A few perceptive individuals caught the drift of this process early in the game. Senator Burton K. Wheeler of North Dakota memorably denounced Roosevelt's war jockeying in early 1941 as “the New Deal's 'Triple A' foreign policy — to plow under every fourth American boy.” Of great value in any such study would be Charles Lindbergh's Wartime Journals, with its fascinating day-to-day record of the amazing administration and mass-media teamwork in gradually swinging around public opinion from staunch noninterventionist to a confused tension in which the Pearl Harbor coup de théâtre could detonate a nationwide attitude switch almost in a matter of hours.

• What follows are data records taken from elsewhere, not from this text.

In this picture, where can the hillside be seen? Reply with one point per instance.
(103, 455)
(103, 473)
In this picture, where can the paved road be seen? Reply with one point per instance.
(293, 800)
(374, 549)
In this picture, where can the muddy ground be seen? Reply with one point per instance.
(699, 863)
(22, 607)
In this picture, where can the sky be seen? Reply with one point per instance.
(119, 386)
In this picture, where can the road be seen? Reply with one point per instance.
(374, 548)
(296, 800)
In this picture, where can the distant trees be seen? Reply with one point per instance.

Naturally, those of us who have taken interest in the “Holocaust” problem will give close attention to what might be the effect of a discredited Roosevelt on that later and far greater confabulation. The Pearl Harbor trumpery only concludes the explosive overture to a Grand Guignol of WW2 falsification, whose absurdist finale of Jewish immolation continues to be encored in our ears almost a half-century after the supposed event.
Strictly speaking, the future of the Hoax does not stand or fall by the reputation of Roosevelt, who of course is now ungratefully muttered at for “doing nothing about the death camps.” Longer term, however, the Holocaust impresarios certainly cannot welcome a queasy climate of public skepticism that this sort of turbulence inevitably fosters. After all, if American war entry can be seen as not only duplicitous but possibly even treasonous, how easy will it be to keep up a proper aura of reverence toward the war's most sanctified episode?

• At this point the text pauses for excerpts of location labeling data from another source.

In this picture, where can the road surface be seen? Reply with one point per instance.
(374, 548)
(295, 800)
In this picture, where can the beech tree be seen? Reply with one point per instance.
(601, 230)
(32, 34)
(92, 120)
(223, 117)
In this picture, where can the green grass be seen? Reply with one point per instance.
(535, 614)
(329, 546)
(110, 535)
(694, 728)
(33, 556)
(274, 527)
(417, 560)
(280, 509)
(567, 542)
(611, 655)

So, the question of why this piece, now, remains and goads curiosity. It is hard to understand jeopardizing the entire jerry-built design of the postwar era by dethroning its chief American architect. Surely Pearl Harbor Revisionism was still safely in the “historical blackout” deepfreeze denounced by Harry Elmer Barnes. One would think that there was everything to lose and nothing to gain by compromising Roosevelt.
In the end, one comes back to observations like Churchill's famous and astoundingly blasé remark about the truth in time of war needing to be protected by “a bodyguard of lies,” but then one wonders why the guard would be withdrawn afterward, considering what is at stake. Perhaps there is some greater import to the old proverb that “Lies have long legs,” so that, no matter how iron-shackled, they seem eventually to get loose and start destabilizing things.

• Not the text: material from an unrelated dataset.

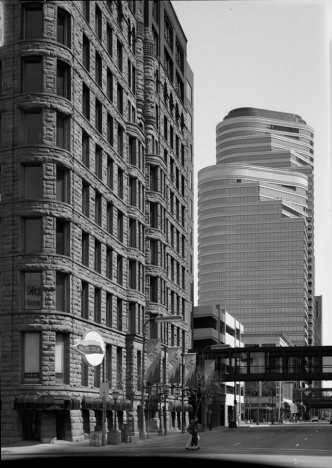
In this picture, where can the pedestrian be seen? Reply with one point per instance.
(194, 434)
(188, 445)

Philosophers of history might ponder whether we do not need a new research speciality to deal with the peculiarly fraud-ridden and conspiratorial character of this era. Political chicanery has always existed, to be sure: examples abound in American history. One need think only of the high-level conniving that deployed terrorist-murderer John Brown in sparking off an earlier war fever, recently explored by Otto Scott's The Secret Six; or the extremely dubious ratification of the Fourteenth Amendment after the Civil War, with such dire consequences in our day. Yet, it does seem that the sleight of hand is reaching ever higher orders of magnitude.
Dare one hope that this program, in its small way, signals some sort of turnaround?